Sometime in the beginning of the nineteenth century in a small village in Kochi in the dead of the night an assailant had cornered a young woman with the intention of attacking her. However, before he could lay a finger on her, a chivalrous man sliced the assailant with his sword. The man with the sword was none other than Cochin monarch Rama Varma (1790-1805), better known as Sakthan Thampuran, his hobby being roaming around his territory incognito monitoring law and order, and, at times, personally delivering instant justice.
Sakthan Thampuran is rightly credited with laying the foundations of the state of Cochin. In fact, much before de jure kingship, with occasions to closely study the intricacies of state craft, he had been the de facto power-wielder with the blessings of his uncle, the reigning king. Banking on the model implemented by Mysore’s Tipu Sultan, his enemy, he strengthened revenue administration through jurisdictional division geographically, manned by appropriate official hierarchy, with direct personal supervision. Father Bartolomeo, a Carmelite missionary who had often personally met the king, had this to say about him: “Officers found guilty of corruption were sentenced to whipping and imprisonment and their whole property, ancestral as well as self-acquired, was confiscated to state.” C Achutha Menon, author of Cochin State Manual, observes: “He pursued robbers and evil-doers of all kinds with such untiring vigour and punished them with such unrelenting severity that grave crimes were of rare occurrence during his reign.”

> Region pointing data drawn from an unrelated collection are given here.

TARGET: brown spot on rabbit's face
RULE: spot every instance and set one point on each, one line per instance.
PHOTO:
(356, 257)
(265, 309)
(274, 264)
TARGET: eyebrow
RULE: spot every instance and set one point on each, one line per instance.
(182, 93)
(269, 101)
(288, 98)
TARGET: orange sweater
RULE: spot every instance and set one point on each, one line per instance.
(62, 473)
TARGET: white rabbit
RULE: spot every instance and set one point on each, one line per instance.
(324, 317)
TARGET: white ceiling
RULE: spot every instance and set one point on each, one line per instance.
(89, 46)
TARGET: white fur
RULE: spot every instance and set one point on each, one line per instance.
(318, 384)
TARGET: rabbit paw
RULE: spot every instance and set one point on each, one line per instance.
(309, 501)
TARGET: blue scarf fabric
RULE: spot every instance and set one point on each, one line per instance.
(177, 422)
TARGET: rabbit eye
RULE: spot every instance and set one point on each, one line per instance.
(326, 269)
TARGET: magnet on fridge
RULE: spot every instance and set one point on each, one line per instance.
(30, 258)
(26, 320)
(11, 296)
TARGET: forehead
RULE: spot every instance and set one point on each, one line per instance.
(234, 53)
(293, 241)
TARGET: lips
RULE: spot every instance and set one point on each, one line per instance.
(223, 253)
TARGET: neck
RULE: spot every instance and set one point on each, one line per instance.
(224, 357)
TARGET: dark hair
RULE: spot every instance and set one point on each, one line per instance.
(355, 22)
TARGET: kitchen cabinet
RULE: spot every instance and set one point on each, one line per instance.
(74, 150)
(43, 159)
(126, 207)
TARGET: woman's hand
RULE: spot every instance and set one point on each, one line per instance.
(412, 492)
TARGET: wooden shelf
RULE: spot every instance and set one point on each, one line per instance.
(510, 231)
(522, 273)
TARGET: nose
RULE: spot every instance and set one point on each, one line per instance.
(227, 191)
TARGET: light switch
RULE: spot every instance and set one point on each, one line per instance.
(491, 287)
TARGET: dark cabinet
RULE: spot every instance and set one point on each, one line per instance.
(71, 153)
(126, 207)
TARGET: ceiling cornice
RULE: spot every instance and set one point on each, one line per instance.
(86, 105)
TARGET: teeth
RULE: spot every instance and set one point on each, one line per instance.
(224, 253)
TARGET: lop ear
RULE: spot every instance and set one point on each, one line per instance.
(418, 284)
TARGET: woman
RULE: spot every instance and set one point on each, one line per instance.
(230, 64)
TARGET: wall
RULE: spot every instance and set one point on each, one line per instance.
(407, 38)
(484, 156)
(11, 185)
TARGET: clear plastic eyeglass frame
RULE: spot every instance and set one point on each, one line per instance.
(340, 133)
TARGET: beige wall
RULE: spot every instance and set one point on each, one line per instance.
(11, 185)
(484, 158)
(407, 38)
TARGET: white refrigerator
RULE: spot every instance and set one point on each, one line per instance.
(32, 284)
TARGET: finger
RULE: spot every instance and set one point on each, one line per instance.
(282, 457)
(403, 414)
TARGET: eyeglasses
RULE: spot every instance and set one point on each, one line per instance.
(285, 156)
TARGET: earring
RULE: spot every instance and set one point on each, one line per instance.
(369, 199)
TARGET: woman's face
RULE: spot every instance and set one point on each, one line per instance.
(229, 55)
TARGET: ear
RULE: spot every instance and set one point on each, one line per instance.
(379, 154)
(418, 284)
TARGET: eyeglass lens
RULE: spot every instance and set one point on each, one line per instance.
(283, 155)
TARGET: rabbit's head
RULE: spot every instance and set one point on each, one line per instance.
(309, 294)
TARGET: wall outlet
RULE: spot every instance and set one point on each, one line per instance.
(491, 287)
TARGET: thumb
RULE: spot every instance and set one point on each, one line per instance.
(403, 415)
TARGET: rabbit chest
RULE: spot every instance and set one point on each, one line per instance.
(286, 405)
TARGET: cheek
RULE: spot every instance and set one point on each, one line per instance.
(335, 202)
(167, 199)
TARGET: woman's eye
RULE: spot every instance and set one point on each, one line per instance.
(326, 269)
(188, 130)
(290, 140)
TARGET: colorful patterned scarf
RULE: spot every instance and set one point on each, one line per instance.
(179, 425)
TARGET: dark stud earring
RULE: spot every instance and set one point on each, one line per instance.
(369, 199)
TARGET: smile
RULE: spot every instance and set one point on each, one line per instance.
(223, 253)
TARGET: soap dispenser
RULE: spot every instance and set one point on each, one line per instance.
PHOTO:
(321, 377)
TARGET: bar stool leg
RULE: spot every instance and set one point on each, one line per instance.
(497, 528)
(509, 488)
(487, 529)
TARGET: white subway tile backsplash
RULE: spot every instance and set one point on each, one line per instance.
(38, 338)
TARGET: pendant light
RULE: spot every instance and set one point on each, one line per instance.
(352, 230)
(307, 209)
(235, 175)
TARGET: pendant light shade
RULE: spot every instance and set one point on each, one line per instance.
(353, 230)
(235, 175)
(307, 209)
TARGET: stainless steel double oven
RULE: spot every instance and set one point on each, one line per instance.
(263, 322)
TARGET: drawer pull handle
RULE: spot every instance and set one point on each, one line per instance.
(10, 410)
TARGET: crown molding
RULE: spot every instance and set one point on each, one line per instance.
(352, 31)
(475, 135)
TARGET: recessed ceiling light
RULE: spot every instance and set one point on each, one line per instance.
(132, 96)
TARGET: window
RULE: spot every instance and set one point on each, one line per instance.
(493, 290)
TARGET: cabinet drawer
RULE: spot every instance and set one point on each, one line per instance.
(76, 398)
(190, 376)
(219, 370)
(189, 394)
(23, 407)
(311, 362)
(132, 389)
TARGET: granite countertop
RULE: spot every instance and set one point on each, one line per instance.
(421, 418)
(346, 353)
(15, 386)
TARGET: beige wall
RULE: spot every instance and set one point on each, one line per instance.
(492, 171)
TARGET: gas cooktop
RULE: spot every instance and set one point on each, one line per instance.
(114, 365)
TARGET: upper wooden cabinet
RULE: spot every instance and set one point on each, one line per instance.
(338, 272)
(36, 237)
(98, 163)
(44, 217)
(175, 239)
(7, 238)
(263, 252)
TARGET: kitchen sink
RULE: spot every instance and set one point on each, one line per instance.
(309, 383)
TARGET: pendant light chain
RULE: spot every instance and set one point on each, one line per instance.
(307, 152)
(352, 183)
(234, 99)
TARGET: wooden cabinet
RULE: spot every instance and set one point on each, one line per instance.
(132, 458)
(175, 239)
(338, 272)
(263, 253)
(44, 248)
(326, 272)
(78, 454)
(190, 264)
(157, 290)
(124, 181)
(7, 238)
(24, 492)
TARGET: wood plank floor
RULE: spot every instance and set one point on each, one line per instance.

Sakthan Thampuran is known more for his ruthless handling of wrong-doers, often verging on savagery. Quite a few were sunk alive in the backwaters, big stones tied around their necks. Annoyed and angered by the arrogance of Devaresa Kini, a wealthy trader who, living inside the British-owned Cochin Fort, had been lulled into a false sense of security, Sakthan had his head cut off through his trusted lieutenant Panikkar Kapithan, for his peccadillo of delayed supply of sugar for a royal feast!
The king’s love for Thrissur was boundless. The nationally renowned Pooram festival, a religious visual extravaganza featuring an array of richly-caparisoned elephants sporting multi-hued ornate umbrellas, presenting before enthralled spectators kaleidoscopic vignettes of splendour, accompanied by adrenalin-raising drum beats, and fireworks that sets the skyline aflame, was his innovation. Though deeply religious, he defied superstitions. The Siva temple around which the Pooram festival is held was then located within dense teak forests (the locality is still called Thekkinkad, meaning teak forest). Sakthan Thampuran decided to clear the forest. On coming to know of this, the oracle of the nearby Devi temple, ‘possessed’ by the goddess, rushed in and pranced before the king shouting that the forest, ‘matted locks of Devi’s father’, should not be destroyed, simultaneously hitting his forehead with his scimitar. Saying that the oracle’s weapon was rusty, Thampuran drew his own sword and slew him.
Sakthan Thampuran’s approach to atrocities against women, superstitions in the name of religion, and most importantly, corruption may lack judicial niceties by contemporary standards, but there are moments when we are tempted to believe some strong-arm methods are direly needed.